There has been a lot of blogospheric discussion of the the evidence that has been presented by Catherine Rampell at the New York Times Economix blog showing that countries in which people spend less time per day eating and drinking tend to be places with more obesity. This has been headlined as “fast food equals fat food.”
The author’s take:
Coincidence? Maybe, maybe not. ….
There does seem to be some correlation (although, as we all know, correlation is not causation). And note, of course, where America lies on this chart.
In her prior post on the topic, she had this to say:
Interestingly, of the 18 O.E.C.D. countries have current time-use surveys, the French spend the most time eating and drinking, and yet the French have the fifth lowest obesity rate (sixth lowest among all 30 O.E.C.D. countries, as many countries have data on obesity rates but not time use). Perhaps fast food really is the problem.

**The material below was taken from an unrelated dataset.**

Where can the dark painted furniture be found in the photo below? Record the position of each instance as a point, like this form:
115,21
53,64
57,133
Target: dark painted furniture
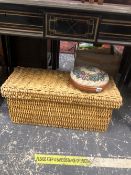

Like many people, I questioned whether the scatterplot presented in the post really provided much evidence of causality, so I went back to the original data tables to take a look at it (because I’m so cool).
I recreated the original analysis (minus the inclusion of the OECD average as a data point in the regression, for what I assume are obvious reasons). I get pretty much the same picture, and using a log regression form, get what looks to be the same trend line. The R-Squared on the regression (not noted in the original post, as far as I could see) is 26%. Without the U.S. and Mexico, it goes to about 6%, and becomes statistically insignificant.
But what was really interesting is that there are five other time categorizations provided at the source website. Here’s the same data plot, but using “Time Spent Doing Unpaid Work” instead of “Time Spent Eating and Drinking”:
Huh. This relationship, produced from the same data source, is about twice as strong (R-Squared = 52%) as the one that was reported. It took me literally five minutes of work to discover it. Why do you think that one was reported but not the other? This appears to be a textbook example of the human tendency to accept correlations as “not definitive, but part of the overall picture of evidence for causality” when such data serves to confirm pre-existing beliefs, and to ignore it otherwise.